Debía de tener setenta años. Su rostro severo, demacrado, estaba surcado de arrugas que formaban simas de sombra en la frente, en las comisuras de los ojos y alrededor de la boca. Al mirarlo, uno se veía aspirado hacia esos precipicios, verdaderas facciones de aquella cara, junto a las cuales los otros contornos, los de los ojos, la nariz o la boca, aparecían tan sólo como pálidos bosquejos. No eran pliegues sobre el agua lisa, profundizados por las sonrisas o la melancolía, no eran surcos de labranza, eran abismos en los que zozobraban las orillas, fosas cavadas por la mano del hombre, tumbas hundidas en una piel, urnas de las tinieblas, cúmulos de sufrimientos. Sus cabellos grises cortos, su cuerpo delgado, derecho y tieso, recordaban las figuras de Giacometti, hombres descarnados que recorren el siglo, esqueletos negros que rezuman hollín, que apartan con paso indolente sus miembros desesperadamente finos, construidos sobre la memoria dolorosa.

Mina volvió por fin, cargada con una bandeja.

–¿A qué se dedican sus hijos, señora Perlman? – le preguntó Félix mientras nos servía el té.

–Lisa, la pequeña, debe de estar al caer -respondió Mina-. Ha encontrado hace poco un estudio de escultor cerca de aquí y, desde entonces, viene a vernos casi todos los días después del trabajo. Paul tiene una consulta de pediatría que funciona bastante bien y Béla, el mayor… -Mina vaciló-. Béla no está aquí en este momento -terminó con precipitación.
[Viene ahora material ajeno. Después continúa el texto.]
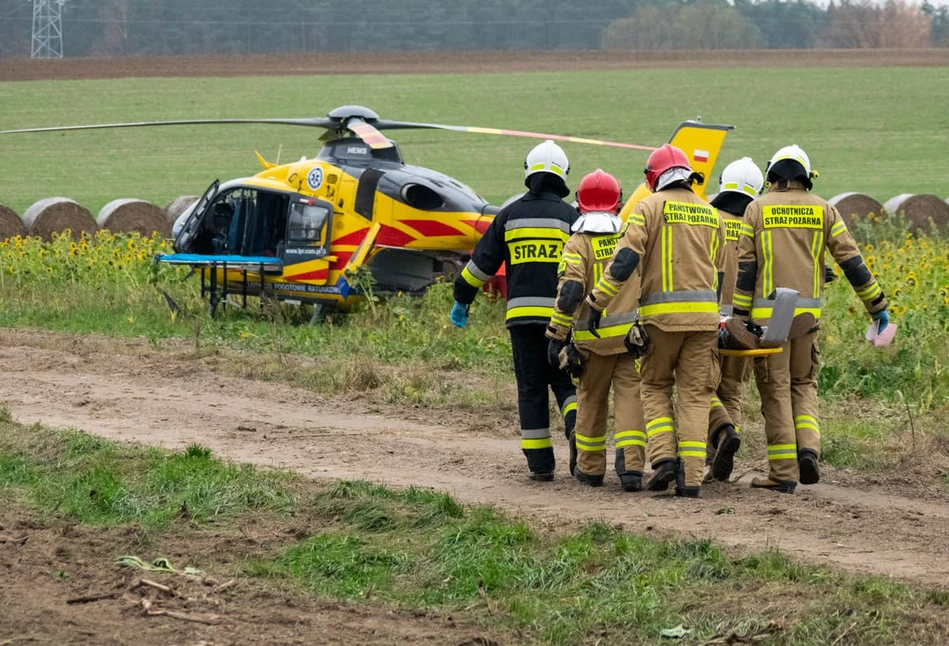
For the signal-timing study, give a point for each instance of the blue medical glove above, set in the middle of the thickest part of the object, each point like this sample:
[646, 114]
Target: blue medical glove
[553, 352]
[459, 314]
[593, 321]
De repente, se levantó y fue a mirar por la ventana. Yo sabía que tenía la costumbre de esperar a su hija apostada en la ventana desde que era niña.

–Ah, ahí viene -dijo, aliviada.

Así fue como, el 30 de enero de 1995, a las seis menos cinco de la tarde, conocí a Lisa. Había oído hablar a menudo de ella, pero no la había visto nunca. Lisa Perlman, judía asquenazí, hija de supervivientes de la Shoah.

Quisiera que, de todo lo que diré a continuación, quedara muy claro algo: yo amé realmente a Lisa. Nunca he querido a nadie más que a ella.

Antes todo era diferente. No creía en el amor, como tampoco creía en la muerte. Pensaba que era un mito, una invención occidental, una convención apta para las novelas, las películas y los anuncios de perfumes. Me daba dentera ver a los hombres exaltados por sus idilios -esas idioteces que yo sabía que acabarían, para los más afortunados, en un piso burgués, con mujer, hijo, perro y amante-. No creía en el amor-pasión, sobre el cual había leído una vez que era un avatar del cristianismo, un invento cómodo para combatir la herejía. Para mí, Tristán e Isolda, Romeo y Julieta eran figuras crísticas, y no hacía distinción alguna entre la pasión de éstos y la de Jesús.

¿Qué más puedo decir? Se produjo lo más banal y lo más extraordinario, lo más descrito y lo más inaudito, lo más simple y lo más inexplicable. Con la primera mirada, con la primera sonrisa, fui conquistado o más bien: fui, sin más. El amor es un demiurgo.